Semi-Supervised Fine-Grained Classification with Web Data via Noisy Sample Selection

Meng-Xuan Li, Yan Liu, Qi Liu, Song-Lu Chen, Feng Chen, Xu-Cheng Yin

Published: 2022, Last Modified: 22 Jan 2026ICPR 2022EveryoneRevisionsBibTeXCC BY-SA 4.0

Abstract: For fine-grained classification, it is extremely difficult and costly to acquire the annotated data. Hence, some studies propose to use web data for fine-grained classification. However, the web data contains tremendous noisy labels, which can affect the classification results. Although many previous studies propose to discard noisy data via sample selection, they also discard some valid data. The valid data denotes hard or mislabeled samples that can enhance the robustness of the model.
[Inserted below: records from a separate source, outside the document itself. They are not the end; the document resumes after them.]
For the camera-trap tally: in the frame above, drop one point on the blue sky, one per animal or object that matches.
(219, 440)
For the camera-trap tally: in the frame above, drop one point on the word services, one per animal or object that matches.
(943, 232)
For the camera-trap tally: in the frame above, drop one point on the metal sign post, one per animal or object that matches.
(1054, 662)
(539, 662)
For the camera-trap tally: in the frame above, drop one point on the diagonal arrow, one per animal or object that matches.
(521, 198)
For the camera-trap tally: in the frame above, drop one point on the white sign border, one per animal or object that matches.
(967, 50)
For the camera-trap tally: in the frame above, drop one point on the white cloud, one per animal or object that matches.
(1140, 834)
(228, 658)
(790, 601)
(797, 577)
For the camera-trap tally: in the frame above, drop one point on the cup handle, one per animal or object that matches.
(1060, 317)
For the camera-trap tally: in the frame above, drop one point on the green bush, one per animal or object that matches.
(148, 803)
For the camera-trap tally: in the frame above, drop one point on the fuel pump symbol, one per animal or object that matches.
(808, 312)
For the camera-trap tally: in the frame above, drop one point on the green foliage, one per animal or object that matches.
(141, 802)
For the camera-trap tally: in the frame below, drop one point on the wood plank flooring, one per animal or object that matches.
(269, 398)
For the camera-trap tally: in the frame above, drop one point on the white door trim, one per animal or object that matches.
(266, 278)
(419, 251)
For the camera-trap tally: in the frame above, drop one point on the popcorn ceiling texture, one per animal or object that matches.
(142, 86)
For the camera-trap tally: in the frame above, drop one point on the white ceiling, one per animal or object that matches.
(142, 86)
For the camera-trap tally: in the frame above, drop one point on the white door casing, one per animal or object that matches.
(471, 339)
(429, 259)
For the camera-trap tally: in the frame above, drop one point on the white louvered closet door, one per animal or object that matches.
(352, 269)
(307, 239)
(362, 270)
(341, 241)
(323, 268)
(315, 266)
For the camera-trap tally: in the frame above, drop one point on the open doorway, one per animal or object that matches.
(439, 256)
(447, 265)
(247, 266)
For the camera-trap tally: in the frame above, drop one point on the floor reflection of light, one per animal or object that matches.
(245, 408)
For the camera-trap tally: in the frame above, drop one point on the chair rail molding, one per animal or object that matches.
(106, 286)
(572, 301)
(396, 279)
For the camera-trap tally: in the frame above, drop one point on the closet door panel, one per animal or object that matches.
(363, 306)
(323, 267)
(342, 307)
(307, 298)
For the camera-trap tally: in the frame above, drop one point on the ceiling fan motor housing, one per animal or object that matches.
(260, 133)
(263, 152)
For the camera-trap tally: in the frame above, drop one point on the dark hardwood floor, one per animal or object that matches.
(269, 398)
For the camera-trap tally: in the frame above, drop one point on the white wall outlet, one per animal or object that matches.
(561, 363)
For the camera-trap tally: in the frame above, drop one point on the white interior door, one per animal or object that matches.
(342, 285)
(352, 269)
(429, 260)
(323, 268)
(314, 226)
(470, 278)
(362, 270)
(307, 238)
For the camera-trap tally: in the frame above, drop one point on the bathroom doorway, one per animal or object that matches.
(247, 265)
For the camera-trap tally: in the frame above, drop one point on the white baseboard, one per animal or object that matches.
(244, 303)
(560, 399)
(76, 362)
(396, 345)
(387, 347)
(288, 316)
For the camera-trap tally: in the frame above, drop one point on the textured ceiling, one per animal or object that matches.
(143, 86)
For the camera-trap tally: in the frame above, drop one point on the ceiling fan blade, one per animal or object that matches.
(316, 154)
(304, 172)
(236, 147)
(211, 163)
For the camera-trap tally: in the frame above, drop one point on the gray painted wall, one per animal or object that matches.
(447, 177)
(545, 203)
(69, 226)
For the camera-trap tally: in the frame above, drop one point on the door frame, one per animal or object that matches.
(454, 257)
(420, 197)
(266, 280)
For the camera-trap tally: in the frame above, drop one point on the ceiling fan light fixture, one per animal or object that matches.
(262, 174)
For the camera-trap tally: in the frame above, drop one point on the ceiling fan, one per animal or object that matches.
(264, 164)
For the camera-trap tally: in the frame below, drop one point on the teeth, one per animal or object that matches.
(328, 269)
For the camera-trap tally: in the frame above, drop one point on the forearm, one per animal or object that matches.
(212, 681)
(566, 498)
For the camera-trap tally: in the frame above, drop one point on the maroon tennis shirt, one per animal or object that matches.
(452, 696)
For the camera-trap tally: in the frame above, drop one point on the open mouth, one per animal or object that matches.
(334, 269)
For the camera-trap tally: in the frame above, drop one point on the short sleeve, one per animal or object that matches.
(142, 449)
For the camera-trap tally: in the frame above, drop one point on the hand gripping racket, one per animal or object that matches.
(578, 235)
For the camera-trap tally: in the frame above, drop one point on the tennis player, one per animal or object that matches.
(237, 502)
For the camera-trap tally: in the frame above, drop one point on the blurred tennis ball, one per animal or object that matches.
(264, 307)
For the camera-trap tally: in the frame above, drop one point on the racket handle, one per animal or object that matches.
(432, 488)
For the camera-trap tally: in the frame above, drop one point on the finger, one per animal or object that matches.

To solve the above problems, we propose a novel method to discard irrelevant noisy data from web data while keeping valid data for fine-grained classification. Specifically, we divide the web data into clean and noisy samples and then distinguish the noisy samples into open-set and close-set noises. Finally, the model is constructed in a semi-supervised manner, where the clean samples are used as the labeled set, and the close-set noises are used as the unlabeled set. Extensive experiments verify that our method can improve the classification performance by an average of 1.89% on three fine-grained benchmark datasets compared with the current methods. The experimental results prove the effectiveness of the combination of sample selection and semi-supervised training strategy.